Dental sealants are thin, plastic coatings applied to the chewing surfaces of teeth, primarily the molars and premolars. These surfaces contain deep, narrow depressions called pits and fissures that are difficult to clean with a toothbrush. The sealant material acts as a physical barrier, effectively sealing off these vulnerable grooves from food particles, plaque, and acid-producing bacteria that cause tooth decay. This simple, non-invasive procedure is a highly effective method of preventing cavities, creating a smooth surface that is easy to keep clean.

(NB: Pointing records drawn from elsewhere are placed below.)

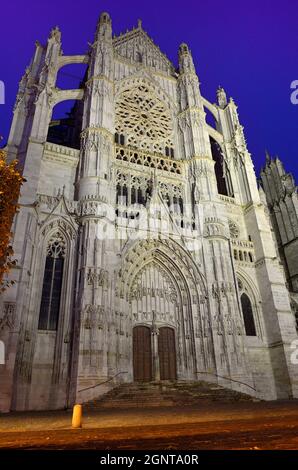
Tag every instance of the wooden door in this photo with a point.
(167, 354)
(142, 354)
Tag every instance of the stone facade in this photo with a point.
(281, 198)
(155, 222)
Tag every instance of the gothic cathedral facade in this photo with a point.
(145, 253)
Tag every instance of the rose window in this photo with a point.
(144, 120)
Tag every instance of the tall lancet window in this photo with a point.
(249, 323)
(52, 285)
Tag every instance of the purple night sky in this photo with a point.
(249, 48)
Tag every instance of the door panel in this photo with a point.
(142, 355)
(167, 354)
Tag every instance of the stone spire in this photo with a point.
(186, 64)
(221, 97)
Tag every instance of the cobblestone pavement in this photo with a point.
(263, 425)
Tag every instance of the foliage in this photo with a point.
(10, 184)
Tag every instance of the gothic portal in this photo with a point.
(144, 251)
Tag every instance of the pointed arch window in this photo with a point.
(249, 323)
(52, 285)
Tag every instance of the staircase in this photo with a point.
(153, 394)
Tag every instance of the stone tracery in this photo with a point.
(144, 119)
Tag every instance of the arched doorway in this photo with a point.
(167, 354)
(142, 354)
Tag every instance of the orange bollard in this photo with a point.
(77, 417)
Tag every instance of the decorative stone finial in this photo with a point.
(221, 97)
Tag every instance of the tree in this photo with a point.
(10, 184)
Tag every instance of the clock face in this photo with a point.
(144, 119)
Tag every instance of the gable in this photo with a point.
(137, 47)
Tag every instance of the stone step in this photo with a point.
(152, 394)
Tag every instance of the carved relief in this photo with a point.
(7, 321)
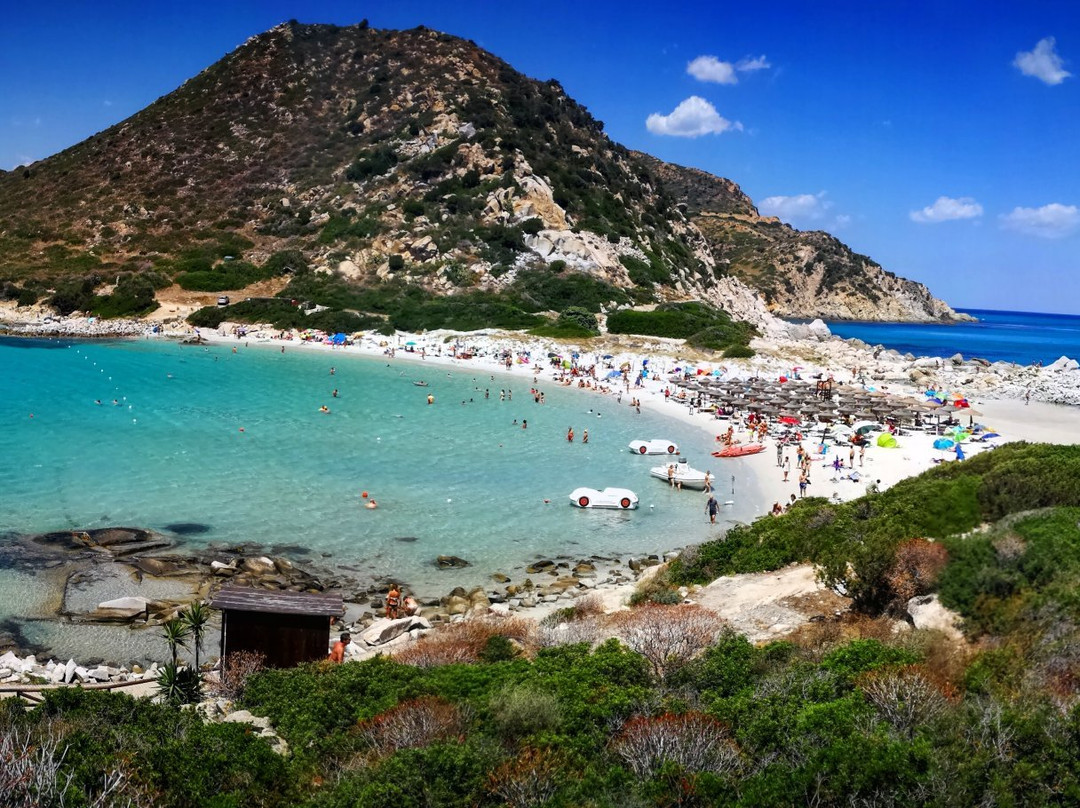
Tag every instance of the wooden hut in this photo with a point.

The Resins and Fillers Used in Sealants
The primary component of most contemporary dental sealants is a polymer-based material, often referred to as a resin. This resin matrix is made up of various monomers, small molecules that link together to form a long, durable plastic chain during the hardening process. Common monomers used include Bisphenol A-Glycidyl Methacrylate (Bis-GMA), Urethane Dimethacrylate (UDMA), and Triethylene Glycol Dimethacrylate (TEGDMA). TEGDMA is often added to reduce viscosity, allowing the sealant to flow easily and penetrate the deepest parts of the fissures. Once placed, a special blue light initiates polymerization, curing and hardening the material in seconds.
Sealants are broadly categorized based on their composition as either filled or unfilled, determined by the inclusion of microscopic filler particles. Filled sealants incorporate materials like glass, quartz, or silica to increase the material’s strength and resistance to abrasive wear from chewing. While these additions enhance durability, the increased viscosity can sometimes slightly hinder the sealant’s ability to flow into the finest crevices. Unfilled sealants flow more readily into the tooth’s anatomy but may not offer the same level of long-term wear resistance.

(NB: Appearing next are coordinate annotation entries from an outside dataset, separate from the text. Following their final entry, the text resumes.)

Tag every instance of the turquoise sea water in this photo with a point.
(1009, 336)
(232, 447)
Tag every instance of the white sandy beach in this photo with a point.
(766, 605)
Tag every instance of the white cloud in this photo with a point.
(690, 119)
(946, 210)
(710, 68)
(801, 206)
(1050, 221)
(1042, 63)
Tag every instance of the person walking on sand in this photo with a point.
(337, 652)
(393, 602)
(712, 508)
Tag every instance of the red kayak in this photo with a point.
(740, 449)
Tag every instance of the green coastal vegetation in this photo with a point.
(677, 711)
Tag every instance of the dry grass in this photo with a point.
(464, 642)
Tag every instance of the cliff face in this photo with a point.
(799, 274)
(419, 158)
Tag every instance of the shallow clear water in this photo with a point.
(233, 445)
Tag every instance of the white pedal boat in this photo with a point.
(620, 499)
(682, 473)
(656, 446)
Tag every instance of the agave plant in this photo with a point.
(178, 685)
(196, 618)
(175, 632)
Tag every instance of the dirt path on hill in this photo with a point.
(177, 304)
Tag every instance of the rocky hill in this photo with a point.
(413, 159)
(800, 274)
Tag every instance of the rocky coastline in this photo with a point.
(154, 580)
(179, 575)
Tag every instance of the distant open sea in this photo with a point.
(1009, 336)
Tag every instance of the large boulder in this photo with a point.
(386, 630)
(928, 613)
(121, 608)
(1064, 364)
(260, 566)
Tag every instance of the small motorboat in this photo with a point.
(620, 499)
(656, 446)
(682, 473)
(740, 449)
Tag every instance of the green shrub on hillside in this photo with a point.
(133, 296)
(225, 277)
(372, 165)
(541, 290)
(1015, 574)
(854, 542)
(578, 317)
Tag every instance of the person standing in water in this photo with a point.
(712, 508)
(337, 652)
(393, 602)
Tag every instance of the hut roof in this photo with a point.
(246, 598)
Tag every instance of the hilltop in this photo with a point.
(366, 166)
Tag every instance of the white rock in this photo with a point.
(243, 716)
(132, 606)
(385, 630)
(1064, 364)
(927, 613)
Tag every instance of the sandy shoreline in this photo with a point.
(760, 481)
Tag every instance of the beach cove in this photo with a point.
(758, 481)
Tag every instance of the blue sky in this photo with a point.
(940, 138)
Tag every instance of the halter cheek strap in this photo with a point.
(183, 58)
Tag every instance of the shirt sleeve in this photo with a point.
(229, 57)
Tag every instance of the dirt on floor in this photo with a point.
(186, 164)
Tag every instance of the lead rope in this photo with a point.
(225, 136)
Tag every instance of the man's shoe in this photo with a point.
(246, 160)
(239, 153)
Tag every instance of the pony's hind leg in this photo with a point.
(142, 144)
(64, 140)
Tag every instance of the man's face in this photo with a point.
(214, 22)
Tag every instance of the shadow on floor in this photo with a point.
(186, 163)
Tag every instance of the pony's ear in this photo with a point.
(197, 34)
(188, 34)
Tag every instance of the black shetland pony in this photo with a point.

Understanding Bisphenol A and Related Compounds
Concerns often arise regarding the presence of Bisphenol A (BPA) in dental sealants, given its classification as an endocrine-disrupting compound. Pure BPA is not intentionally added to the final product, but trace amounts can be present as an impurity from the manufacturing of the resin monomers. The most commonly used monomer, Bis-GMA, is a derivative of BPA. Although Bis-GMA is chemically stable, it can potentially degrade into minute amounts of BPA through salivary enzymes or incomplete curing.
Major health and dental organizations, including the American Dental Association (ADA) and the Food and Drug Administration (FDA), have reviewed the scientific evidence extensively. Their consensus is that the exposure to BPA from dental sealants is minimal and poses no known health risk to patients. The amount of BPA released is transient and extremely low, often measured in nanograms, which is far below established safe daily exposure limits. Dental professionals recommend that patients rinse their mouth thoroughly immediately after the sealant is cured to wash away any residual, unreacted monomer.
How Sealants Are Applied
The successful placement of a dental sealant relies on a precise, multi-step application procedure to ensure a strong, long-lasting bond with the tooth enamel. The process begins with a thorough cleaning of the tooth surface to remove any plaque and debris from the pits and fissures. Next, the tooth is completely dried and isolated from saliva using cotton rolls or a rubber dam, as moisture interferes with the bonding process.
A mild acidic solution, typically phosphoric acid, is then applied to the chewing surface for a short period, a step known as etching. This etchant creates microscopic pores and a rough surface texture on the enamel, which is necessary for the mechanical retention of the liquid sealant. After the etching solution is rinsed off and the tooth is re-dried, the flowable resin is carefully painted onto the prepared grooves.
The liquid sealant flows into the newly created micro-porosities and anatomical grooves, forming mechanical tags that anchor the material to the tooth. Finally, a specialized curing light, often a blue LED light, is directed at the tooth to rapidly polymerize and harden the liquid resin. The entire process is quick, painless, and does not require drilling or anesthesia.